The project Sphere (2001) for the Jiří Švestka Gallery represented the immediate interaction between the real and the virtual. By squeezing the tangible object of a sphere the viewer can control the picture of a sphere on the computer monitor, and by squeezing harder the virtual sphere explodes and the entire process begins again.
Another chapter of the artist’s work involves environments, be these virtual or material, in which an intensive sensuous experience is evoked: in Passive_6628 (2002, 3D stereometric projection), after donning polarised spectacles the viewer finds themselves in an environment of silently falling cherry blossom. In Sound Flowers (2007), they are again amongst morphologically stylised flowers, which are kinetic and upon being touched give off a light ringing sound and evoke the aestheticised experience of the northern winter landscape.
Recently Vargová’s has moved away from physicality in the direction of dematerialisation and purely visual perception. She is interested in the effect of colour and their juxtaposition and the random organisation of simple forms. This is again generated using computer algorithms. Formal freedom and the beauty of ideal forms (the circle) and the potential of infinity, which these open forms suggest, are crucial in her work.
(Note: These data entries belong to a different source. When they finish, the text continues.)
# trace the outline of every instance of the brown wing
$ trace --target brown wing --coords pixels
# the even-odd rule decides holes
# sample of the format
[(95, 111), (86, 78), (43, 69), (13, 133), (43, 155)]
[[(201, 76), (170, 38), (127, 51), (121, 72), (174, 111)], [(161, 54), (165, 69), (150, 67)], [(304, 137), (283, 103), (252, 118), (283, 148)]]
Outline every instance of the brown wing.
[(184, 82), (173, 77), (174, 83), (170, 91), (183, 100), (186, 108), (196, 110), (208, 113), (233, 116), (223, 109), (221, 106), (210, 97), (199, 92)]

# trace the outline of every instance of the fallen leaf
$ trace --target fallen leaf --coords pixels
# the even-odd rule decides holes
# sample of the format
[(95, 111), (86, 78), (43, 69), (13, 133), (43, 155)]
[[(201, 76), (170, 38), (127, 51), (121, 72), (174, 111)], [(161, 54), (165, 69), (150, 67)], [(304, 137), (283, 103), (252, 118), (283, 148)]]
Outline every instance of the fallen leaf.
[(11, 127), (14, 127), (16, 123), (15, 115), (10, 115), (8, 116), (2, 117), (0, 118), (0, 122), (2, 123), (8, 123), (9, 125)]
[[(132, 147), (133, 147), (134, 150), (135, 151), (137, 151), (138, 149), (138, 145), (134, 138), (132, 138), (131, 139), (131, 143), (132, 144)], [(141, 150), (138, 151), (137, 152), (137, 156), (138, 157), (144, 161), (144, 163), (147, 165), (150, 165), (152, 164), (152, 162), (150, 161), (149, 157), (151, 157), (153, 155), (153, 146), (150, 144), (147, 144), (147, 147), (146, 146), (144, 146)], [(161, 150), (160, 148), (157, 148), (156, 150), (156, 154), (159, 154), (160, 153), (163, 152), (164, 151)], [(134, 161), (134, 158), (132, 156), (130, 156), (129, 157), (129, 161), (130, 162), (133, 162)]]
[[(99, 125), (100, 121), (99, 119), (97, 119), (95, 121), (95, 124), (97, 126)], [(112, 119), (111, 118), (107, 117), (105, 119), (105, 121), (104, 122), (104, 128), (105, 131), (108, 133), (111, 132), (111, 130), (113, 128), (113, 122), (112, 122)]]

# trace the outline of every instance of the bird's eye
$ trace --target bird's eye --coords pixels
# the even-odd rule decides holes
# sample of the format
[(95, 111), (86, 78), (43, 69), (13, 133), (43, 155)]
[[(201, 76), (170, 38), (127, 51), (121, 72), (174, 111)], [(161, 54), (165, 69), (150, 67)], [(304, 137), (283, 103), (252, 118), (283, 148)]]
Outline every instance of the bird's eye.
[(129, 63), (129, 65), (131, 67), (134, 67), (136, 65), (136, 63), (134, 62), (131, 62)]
Well worth a mention is the unique project entitled Blickarén (1998), which Vargová created in cooperation with Ellen Řádová for the exhibition The Art Work in Public Places, organised by the Soros Centre for Contemporary Art, Prague. This was a 30-minute projection on public television (ČT2), which was broadcast three days in a row late at night. It comprised a loop of audio-tinged animation of a yellow circular form which rhythmically extended and contracted. We could read the intensive, almost magnetic visual fascination of this loop as a commentary on the televisual interface. Vargová’s involvement with public media, which here figured as the genuine medium of a work of art, was completely unique and pioneering within the Czech environment.